Object: Surgeon and operating room (OR) staff radiation exposure during spinal surgery is a concern, especially with the increasing use of multiplanar fluoroscopy in minimally invasive spinal surgery procedures. Cone beam computed tomography (cbCT)-based, 3D image guidance does not involve the use of active fluoroscopy during instrumentation placement and therefore decreases radiation exposure for the surgeon and OR staff during spinal fusion procedures. However, the radiation scatter of a cbCT device can be similar to that of a standard 64-slice CT scanner and thus could expose the surgeon and OR staff to radiation during image acquisition. The purpose of the present study was to measure radiation exposure at several unshielded locations in the OR when using cbCT in conjunction with 3D image-guided spinal surgery in 25 spinal surgery cases.

Methods: Five unshielded badge dosimeters were placed at set locations in the OR during 25 spinal surgery cases in which cbCT-based, 3D image guidance was used. The cbCT device (O-ARM) was used in conjunction with the Stealth S7 image-guided platform. The radiology department analyzed the badge dosimeters after completion of the last case.
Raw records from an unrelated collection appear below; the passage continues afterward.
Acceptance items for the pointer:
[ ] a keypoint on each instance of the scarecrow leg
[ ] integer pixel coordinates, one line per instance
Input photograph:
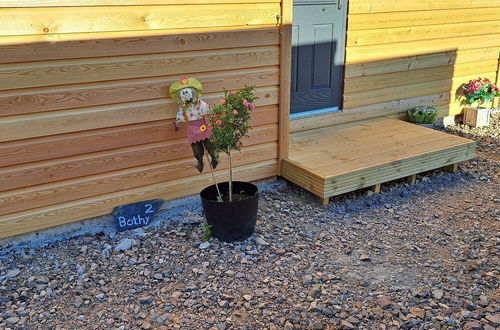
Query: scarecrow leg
(211, 150)
(198, 152)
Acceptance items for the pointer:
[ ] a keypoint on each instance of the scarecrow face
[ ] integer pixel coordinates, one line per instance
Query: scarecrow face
(187, 95)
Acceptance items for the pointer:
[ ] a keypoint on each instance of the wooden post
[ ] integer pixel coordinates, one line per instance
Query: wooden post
(285, 79)
(376, 188)
(453, 168)
(411, 179)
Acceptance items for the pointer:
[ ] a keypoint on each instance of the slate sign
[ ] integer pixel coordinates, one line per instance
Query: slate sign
(136, 214)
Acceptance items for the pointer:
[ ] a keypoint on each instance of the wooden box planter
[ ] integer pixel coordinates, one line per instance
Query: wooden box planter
(477, 117)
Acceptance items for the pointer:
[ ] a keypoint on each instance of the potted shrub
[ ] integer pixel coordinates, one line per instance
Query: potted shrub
(475, 93)
(423, 115)
(231, 207)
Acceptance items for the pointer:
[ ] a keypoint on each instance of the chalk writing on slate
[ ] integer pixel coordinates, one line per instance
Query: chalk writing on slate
(136, 214)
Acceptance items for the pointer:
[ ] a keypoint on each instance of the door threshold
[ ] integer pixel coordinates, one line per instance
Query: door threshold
(314, 112)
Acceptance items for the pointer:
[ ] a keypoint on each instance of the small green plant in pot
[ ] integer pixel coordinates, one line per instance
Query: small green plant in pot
(231, 207)
(422, 114)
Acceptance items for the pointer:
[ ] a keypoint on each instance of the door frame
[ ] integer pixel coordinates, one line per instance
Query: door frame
(344, 8)
(285, 31)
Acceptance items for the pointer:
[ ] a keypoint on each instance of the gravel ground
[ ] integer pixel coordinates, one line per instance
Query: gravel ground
(420, 256)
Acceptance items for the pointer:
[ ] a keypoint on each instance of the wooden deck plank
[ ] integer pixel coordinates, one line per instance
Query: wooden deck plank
(368, 154)
(342, 145)
(390, 156)
(392, 150)
(396, 170)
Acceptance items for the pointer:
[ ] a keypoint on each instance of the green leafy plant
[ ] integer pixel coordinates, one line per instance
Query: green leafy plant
(207, 233)
(479, 91)
(422, 114)
(230, 121)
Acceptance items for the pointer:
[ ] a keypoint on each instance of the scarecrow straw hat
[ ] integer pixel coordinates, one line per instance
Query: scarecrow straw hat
(185, 83)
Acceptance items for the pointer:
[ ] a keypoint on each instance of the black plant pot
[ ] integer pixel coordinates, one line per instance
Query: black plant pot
(231, 221)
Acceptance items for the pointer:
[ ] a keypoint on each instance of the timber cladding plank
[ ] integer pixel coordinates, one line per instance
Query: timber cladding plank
(58, 122)
(369, 53)
(26, 21)
(31, 100)
(50, 73)
(368, 97)
(416, 18)
(30, 174)
(384, 6)
(443, 58)
(57, 3)
(84, 45)
(75, 143)
(389, 108)
(68, 190)
(387, 80)
(49, 216)
(419, 33)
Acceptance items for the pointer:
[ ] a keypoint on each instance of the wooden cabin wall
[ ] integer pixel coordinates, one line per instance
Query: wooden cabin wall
(85, 120)
(405, 53)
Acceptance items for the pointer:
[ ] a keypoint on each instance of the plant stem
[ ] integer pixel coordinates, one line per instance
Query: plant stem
(230, 176)
(213, 176)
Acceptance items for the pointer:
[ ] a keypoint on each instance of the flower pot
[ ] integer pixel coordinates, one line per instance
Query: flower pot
(231, 221)
(477, 117)
(426, 125)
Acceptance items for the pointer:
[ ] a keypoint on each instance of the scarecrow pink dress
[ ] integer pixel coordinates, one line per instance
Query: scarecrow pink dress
(198, 128)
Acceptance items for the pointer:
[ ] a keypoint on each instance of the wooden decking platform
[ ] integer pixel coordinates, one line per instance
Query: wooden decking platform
(334, 160)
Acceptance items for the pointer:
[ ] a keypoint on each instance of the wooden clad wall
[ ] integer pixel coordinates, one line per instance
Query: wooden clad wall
(85, 120)
(418, 52)
(405, 53)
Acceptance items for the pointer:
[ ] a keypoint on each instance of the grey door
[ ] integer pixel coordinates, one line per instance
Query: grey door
(318, 39)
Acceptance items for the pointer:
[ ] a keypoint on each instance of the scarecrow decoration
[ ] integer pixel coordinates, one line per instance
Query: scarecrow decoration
(193, 110)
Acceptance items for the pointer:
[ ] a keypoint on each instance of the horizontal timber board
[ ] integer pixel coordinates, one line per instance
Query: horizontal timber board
(29, 174)
(84, 45)
(409, 77)
(392, 156)
(397, 170)
(368, 97)
(31, 100)
(384, 6)
(301, 177)
(364, 144)
(26, 21)
(64, 121)
(444, 58)
(73, 189)
(417, 18)
(76, 143)
(50, 216)
(74, 3)
(390, 108)
(50, 73)
(370, 53)
(419, 33)
(401, 141)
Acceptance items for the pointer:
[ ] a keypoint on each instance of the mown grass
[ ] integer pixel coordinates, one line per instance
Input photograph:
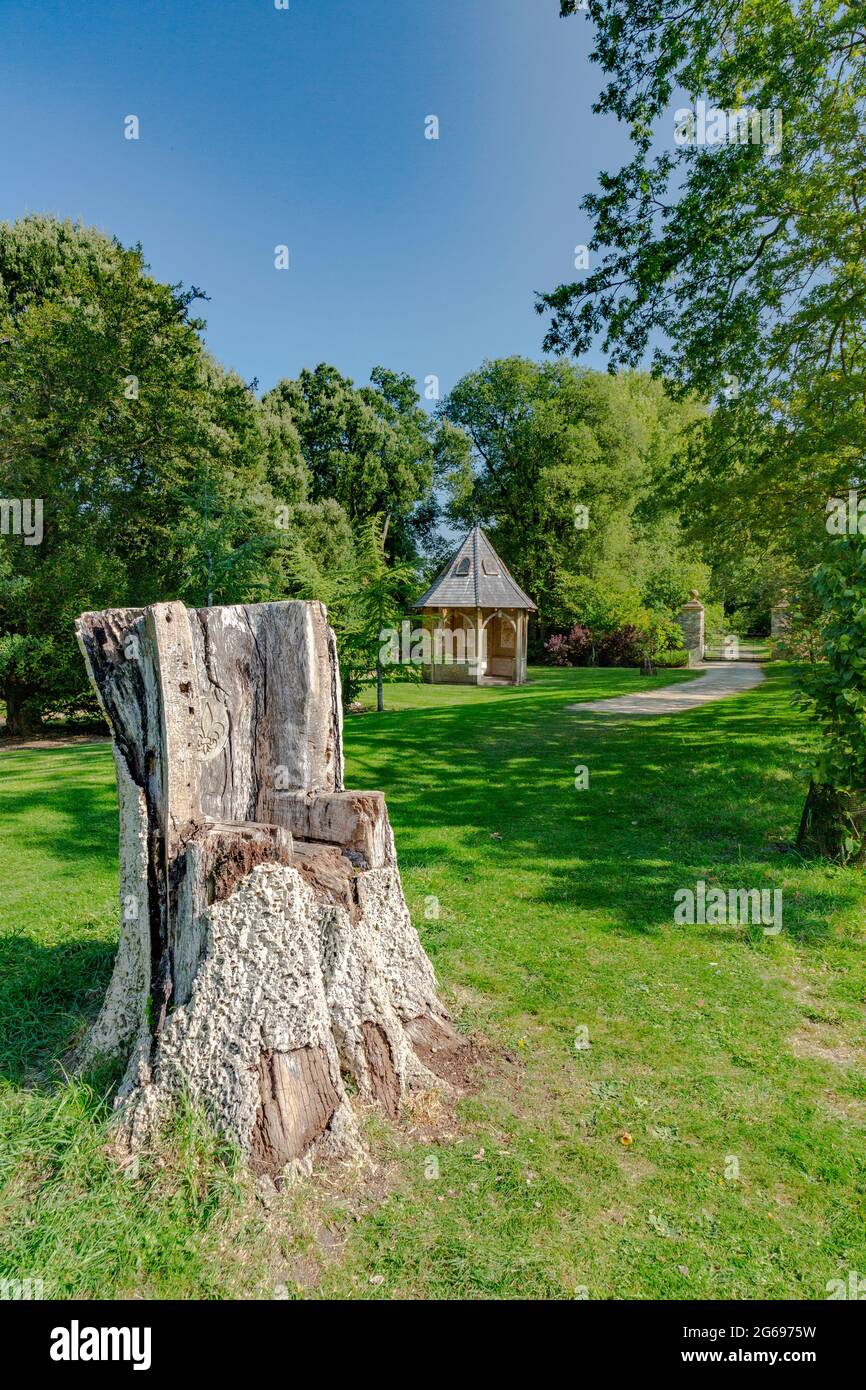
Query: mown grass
(708, 1143)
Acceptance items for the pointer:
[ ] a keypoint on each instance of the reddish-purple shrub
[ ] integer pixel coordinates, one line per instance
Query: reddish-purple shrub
(572, 648)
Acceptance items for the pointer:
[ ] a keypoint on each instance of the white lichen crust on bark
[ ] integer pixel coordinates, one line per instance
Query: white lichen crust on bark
(267, 966)
(285, 973)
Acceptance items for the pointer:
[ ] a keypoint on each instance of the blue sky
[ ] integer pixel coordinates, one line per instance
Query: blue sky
(262, 127)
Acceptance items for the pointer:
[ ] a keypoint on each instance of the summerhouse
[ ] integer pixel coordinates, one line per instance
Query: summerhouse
(476, 620)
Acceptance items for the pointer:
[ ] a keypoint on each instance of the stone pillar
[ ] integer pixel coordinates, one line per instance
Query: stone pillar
(691, 622)
(780, 620)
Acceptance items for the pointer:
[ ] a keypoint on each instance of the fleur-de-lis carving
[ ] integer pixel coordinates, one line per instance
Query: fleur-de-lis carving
(213, 731)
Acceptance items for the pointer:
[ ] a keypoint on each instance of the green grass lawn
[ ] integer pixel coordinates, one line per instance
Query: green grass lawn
(708, 1141)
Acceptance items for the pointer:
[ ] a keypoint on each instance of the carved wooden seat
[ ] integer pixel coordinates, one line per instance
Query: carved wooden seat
(266, 947)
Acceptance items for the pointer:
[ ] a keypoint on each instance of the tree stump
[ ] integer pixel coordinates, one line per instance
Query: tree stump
(267, 957)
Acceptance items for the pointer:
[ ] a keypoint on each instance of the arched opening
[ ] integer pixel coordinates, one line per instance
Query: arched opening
(501, 631)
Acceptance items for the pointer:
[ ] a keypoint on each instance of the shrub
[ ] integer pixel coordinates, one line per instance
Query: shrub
(624, 647)
(667, 660)
(573, 648)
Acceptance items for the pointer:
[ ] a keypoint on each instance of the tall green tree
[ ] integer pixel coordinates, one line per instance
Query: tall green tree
(367, 448)
(558, 463)
(146, 458)
(733, 249)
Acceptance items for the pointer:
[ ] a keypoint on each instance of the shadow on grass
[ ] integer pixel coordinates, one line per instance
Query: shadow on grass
(712, 791)
(49, 995)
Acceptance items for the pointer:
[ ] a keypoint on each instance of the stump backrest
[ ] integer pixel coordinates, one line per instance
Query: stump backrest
(214, 708)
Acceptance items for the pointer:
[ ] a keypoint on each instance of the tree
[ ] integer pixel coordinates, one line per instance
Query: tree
(559, 463)
(738, 260)
(363, 592)
(367, 448)
(146, 458)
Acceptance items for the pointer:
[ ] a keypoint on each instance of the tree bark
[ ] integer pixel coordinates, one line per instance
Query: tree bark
(266, 952)
(833, 824)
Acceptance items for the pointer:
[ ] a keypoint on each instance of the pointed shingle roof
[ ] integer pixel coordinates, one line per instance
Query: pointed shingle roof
(483, 583)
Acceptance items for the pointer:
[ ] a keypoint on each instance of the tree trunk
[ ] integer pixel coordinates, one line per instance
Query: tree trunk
(22, 712)
(266, 952)
(834, 824)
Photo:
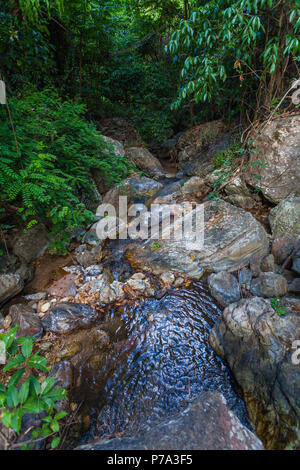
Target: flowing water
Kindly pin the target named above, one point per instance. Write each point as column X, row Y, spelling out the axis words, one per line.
column 161, row 361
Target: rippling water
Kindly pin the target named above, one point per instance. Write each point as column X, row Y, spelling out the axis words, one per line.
column 161, row 361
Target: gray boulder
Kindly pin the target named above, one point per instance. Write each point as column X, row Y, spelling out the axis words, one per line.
column 269, row 285
column 278, row 148
column 207, row 424
column 10, row 286
column 224, row 288
column 144, row 160
column 67, row 317
column 258, row 346
column 232, row 237
column 31, row 244
column 27, row 319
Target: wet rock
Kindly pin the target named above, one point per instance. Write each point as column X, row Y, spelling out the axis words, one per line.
column 27, row 319
column 10, row 286
column 269, row 285
column 239, row 200
column 232, row 237
column 168, row 193
column 282, row 247
column 268, row 264
column 89, row 256
column 69, row 350
column 167, row 278
column 285, row 218
column 64, row 287
column 144, row 160
column 114, row 146
column 144, row 187
column 36, row 297
column 193, row 186
column 207, row 424
column 296, row 263
column 245, row 278
column 224, row 288
column 278, row 145
column 68, row 316
column 257, row 345
column 62, row 373
column 32, row 244
column 198, row 147
column 294, row 286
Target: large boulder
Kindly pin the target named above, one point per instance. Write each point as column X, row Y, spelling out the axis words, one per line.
column 135, row 188
column 278, row 148
column 269, row 284
column 120, row 130
column 232, row 237
column 257, row 344
column 31, row 244
column 144, row 160
column 224, row 288
column 207, row 424
column 10, row 285
column 285, row 224
column 198, row 148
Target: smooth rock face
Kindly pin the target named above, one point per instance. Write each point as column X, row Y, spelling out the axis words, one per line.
column 296, row 263
column 32, row 244
column 144, row 160
column 132, row 188
column 279, row 150
column 232, row 237
column 269, row 285
column 27, row 319
column 87, row 256
column 207, row 424
column 198, row 147
column 68, row 316
column 10, row 285
column 116, row 146
column 258, row 346
column 285, row 218
column 224, row 288
column 64, row 287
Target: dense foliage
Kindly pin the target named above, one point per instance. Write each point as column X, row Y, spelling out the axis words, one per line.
column 22, row 393
column 69, row 62
column 45, row 167
column 238, row 54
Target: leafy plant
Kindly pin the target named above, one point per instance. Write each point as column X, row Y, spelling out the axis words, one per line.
column 49, row 169
column 23, row 393
column 278, row 307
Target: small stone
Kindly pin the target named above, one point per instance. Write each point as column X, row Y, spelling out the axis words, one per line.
column 70, row 350
column 268, row 264
column 45, row 307
column 224, row 288
column 64, row 287
column 245, row 278
column 138, row 276
column 27, row 319
column 7, row 321
column 68, row 316
column 167, row 278
column 269, row 285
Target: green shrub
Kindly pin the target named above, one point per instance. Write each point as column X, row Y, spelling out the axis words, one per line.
column 33, row 395
column 46, row 173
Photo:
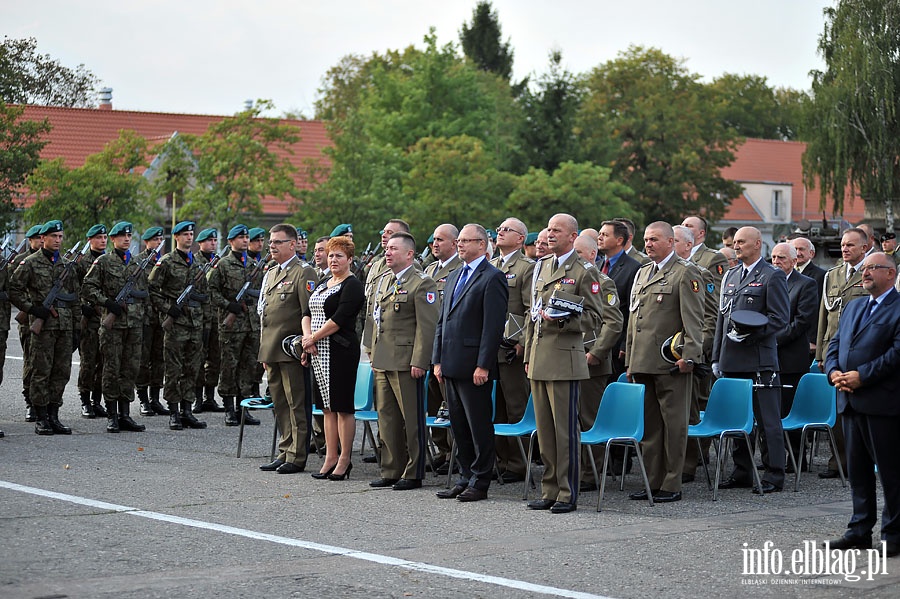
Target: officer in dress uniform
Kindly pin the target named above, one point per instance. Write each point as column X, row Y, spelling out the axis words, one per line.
column 51, row 348
column 90, row 371
column 104, row 281
column 182, row 340
column 555, row 359
column 237, row 323
column 405, row 319
column 153, row 367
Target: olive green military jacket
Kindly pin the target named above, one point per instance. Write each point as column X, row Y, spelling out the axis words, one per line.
column 171, row 275
column 555, row 350
column 284, row 298
column 106, row 278
column 662, row 304
column 405, row 319
column 33, row 280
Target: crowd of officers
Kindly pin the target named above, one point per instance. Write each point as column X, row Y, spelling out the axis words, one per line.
column 187, row 323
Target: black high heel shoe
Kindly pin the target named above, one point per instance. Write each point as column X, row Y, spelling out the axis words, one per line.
column 323, row 475
column 346, row 473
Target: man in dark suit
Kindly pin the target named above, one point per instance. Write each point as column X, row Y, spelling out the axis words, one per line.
column 793, row 340
column 621, row 268
column 466, row 342
column 755, row 286
column 862, row 362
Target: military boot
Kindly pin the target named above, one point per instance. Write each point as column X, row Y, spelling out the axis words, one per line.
column 174, row 418
column 87, row 408
column 144, row 398
column 126, row 423
column 209, row 401
column 231, row 418
column 53, row 418
column 42, row 421
column 97, row 402
column 112, row 417
column 154, row 402
column 188, row 418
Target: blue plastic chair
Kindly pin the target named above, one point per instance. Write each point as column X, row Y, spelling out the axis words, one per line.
column 620, row 421
column 526, row 427
column 728, row 415
column 814, row 409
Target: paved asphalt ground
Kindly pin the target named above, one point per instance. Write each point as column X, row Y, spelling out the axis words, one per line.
column 175, row 514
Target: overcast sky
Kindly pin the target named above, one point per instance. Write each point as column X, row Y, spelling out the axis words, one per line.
column 209, row 56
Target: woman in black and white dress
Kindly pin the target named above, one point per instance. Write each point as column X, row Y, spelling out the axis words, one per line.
column 332, row 346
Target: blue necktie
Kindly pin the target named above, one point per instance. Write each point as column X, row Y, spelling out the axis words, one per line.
column 460, row 284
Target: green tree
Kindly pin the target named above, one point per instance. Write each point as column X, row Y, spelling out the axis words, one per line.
column 583, row 190
column 651, row 120
column 106, row 189
column 855, row 146
column 482, row 43
column 231, row 167
column 549, row 131
column 27, row 77
column 20, row 152
column 453, row 180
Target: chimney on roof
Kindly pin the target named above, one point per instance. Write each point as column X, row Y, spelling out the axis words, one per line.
column 106, row 98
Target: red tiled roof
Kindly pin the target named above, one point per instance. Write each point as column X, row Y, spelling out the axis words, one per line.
column 767, row 160
column 78, row 132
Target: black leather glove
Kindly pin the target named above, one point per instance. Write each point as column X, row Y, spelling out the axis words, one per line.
column 39, row 311
column 113, row 307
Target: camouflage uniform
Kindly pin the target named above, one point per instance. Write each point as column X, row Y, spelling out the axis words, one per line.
column 182, row 343
column 239, row 343
column 50, row 354
column 120, row 344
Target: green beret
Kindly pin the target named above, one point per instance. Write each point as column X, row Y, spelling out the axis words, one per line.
column 51, row 226
column 341, row 230
column 184, row 226
column 237, row 231
column 96, row 230
column 121, row 229
column 151, row 233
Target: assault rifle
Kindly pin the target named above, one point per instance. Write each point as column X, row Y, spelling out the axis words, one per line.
column 189, row 290
column 128, row 289
column 245, row 291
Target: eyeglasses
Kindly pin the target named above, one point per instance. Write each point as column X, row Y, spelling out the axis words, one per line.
column 867, row 267
column 508, row 230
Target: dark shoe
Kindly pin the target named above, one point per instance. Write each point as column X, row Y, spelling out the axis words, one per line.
column 344, row 475
column 541, row 504
column 472, row 494
column 666, row 496
column 562, row 507
column 851, row 542
column 289, row 468
column 451, row 493
column 53, row 417
column 383, row 482
column 407, row 484
column 271, row 466
column 733, row 483
column 126, row 422
column 767, row 487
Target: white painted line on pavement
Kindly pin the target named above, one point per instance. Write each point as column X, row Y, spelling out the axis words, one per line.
column 351, row 553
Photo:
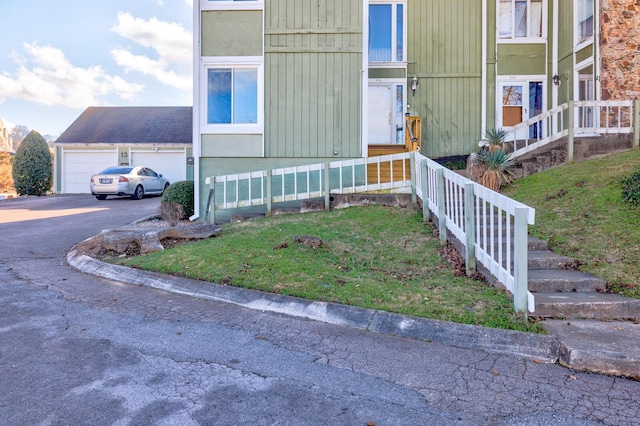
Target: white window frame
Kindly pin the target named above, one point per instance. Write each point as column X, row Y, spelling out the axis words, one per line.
column 527, row 39
column 231, row 5
column 394, row 31
column 581, row 44
column 233, row 62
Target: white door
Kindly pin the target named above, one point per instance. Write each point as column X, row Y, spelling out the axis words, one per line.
column 386, row 113
column 170, row 164
column 519, row 101
column 79, row 166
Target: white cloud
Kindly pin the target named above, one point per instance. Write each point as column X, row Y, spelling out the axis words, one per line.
column 171, row 42
column 45, row 76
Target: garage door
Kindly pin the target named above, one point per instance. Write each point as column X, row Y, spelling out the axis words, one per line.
column 78, row 166
column 170, row 164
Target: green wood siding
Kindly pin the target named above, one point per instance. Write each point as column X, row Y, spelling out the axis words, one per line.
column 313, row 63
column 232, row 33
column 522, row 59
column 445, row 53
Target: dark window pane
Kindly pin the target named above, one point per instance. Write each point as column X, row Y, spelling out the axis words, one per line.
column 399, row 34
column 380, row 32
column 245, row 96
column 219, row 96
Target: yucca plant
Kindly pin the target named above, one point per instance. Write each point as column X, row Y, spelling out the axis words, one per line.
column 497, row 171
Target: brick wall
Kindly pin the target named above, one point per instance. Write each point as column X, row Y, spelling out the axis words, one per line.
column 620, row 49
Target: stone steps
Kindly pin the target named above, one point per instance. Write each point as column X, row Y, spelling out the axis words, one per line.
column 586, row 305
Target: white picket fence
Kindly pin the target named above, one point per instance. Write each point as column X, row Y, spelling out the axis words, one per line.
column 492, row 227
column 576, row 118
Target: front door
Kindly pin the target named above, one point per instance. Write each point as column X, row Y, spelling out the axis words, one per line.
column 386, row 113
column 520, row 101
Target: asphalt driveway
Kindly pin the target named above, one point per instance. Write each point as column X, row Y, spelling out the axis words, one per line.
column 77, row 349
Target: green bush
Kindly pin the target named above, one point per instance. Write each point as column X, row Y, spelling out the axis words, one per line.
column 32, row 169
column 631, row 188
column 180, row 193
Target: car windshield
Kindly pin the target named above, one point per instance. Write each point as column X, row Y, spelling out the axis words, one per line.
column 116, row 171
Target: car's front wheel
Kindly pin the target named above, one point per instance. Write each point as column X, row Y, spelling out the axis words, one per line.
column 138, row 193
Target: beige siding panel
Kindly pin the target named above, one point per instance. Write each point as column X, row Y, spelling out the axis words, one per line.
column 313, row 59
column 231, row 145
column 220, row 35
column 445, row 52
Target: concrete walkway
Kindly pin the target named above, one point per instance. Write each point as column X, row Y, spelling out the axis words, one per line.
column 609, row 347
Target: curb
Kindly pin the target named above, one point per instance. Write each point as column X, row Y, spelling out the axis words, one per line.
column 539, row 348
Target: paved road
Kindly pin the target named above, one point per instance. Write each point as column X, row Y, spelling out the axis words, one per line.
column 75, row 349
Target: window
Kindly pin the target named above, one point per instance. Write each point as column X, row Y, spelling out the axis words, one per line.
column 386, row 32
column 520, row 19
column 584, row 16
column 232, row 95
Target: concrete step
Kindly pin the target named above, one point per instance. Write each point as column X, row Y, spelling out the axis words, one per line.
column 593, row 305
column 545, row 259
column 608, row 347
column 560, row 280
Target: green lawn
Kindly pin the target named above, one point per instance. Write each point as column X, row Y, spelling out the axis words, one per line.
column 388, row 259
column 373, row 257
column 581, row 213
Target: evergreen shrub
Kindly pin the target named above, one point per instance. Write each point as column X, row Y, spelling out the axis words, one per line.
column 181, row 193
column 32, row 169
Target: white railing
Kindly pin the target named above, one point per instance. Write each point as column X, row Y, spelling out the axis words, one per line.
column 383, row 173
column 492, row 228
column 575, row 118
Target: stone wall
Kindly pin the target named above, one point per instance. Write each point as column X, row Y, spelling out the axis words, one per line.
column 620, row 49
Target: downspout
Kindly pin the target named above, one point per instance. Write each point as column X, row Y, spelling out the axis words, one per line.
column 483, row 72
column 554, row 54
column 596, row 49
column 364, row 75
column 195, row 139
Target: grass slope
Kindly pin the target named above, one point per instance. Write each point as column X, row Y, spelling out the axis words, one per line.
column 372, row 257
column 581, row 213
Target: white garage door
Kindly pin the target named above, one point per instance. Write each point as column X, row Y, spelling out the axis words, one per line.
column 78, row 166
column 170, row 164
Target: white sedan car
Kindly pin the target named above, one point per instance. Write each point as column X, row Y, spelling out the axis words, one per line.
column 135, row 182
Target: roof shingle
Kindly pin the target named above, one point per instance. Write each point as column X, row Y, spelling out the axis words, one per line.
column 128, row 125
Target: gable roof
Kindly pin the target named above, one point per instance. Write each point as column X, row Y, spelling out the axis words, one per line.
column 126, row 125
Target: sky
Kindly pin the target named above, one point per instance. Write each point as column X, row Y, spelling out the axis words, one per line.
column 59, row 57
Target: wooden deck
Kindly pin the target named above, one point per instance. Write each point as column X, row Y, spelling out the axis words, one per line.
column 412, row 143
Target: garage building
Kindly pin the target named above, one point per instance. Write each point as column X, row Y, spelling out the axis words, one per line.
column 101, row 137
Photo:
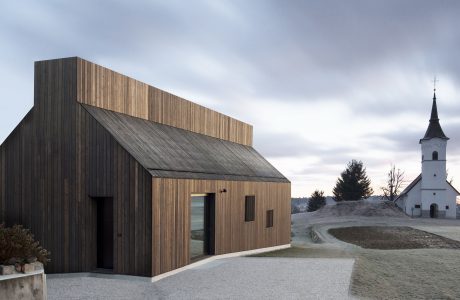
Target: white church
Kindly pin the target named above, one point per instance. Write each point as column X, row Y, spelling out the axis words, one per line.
column 430, row 194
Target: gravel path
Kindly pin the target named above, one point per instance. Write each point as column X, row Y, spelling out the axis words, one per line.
column 233, row 278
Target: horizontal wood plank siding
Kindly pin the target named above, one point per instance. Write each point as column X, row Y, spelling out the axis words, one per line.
column 104, row 88
column 171, row 215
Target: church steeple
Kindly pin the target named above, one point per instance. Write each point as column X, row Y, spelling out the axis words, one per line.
column 434, row 128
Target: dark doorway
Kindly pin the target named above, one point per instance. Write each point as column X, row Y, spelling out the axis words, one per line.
column 202, row 223
column 433, row 210
column 104, row 232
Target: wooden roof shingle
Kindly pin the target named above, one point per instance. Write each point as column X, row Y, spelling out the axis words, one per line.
column 171, row 152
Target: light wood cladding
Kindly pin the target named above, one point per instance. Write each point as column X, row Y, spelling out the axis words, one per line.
column 104, row 88
column 171, row 218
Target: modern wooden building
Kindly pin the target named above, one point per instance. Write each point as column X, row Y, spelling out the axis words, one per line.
column 111, row 173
Results: Fifty high-definition O-ARM spins were performed in 25 patients for spinal registration and to check instrumentation placement. Image-guided placement of 124 screws from C-2 to the ileum was accomplished without complication. Badge dosimetry analysis revealed minimal radiation exposure for the badges 6 feet from the gantry in the area of the anesthesiology equipment, as well as for the badges located 10-13 feet from the gantry on each side of the room (mean 0.7-3.6 mrem/spin). The greatest radiation exposure occurred on the badge attached to the OR table within the gantry (mean 176.9 mrem/spin), as well as on the control panel adjacent to the gantry (mean 128.0 mrem/spin).

Conclusions: Radiation scatter from the O-ARM was minimal at various distances outside of and not adjacent to the gantry. Although the average radiation exposure at these locations was low, an earlier study, undertaken in a similar fashion, revealed no radiation exposure when the surgeon stood behind a lead shield. This simple precaution can eliminate the small amount of radiation exposure to OR staff in cases in which the O-ARM is used.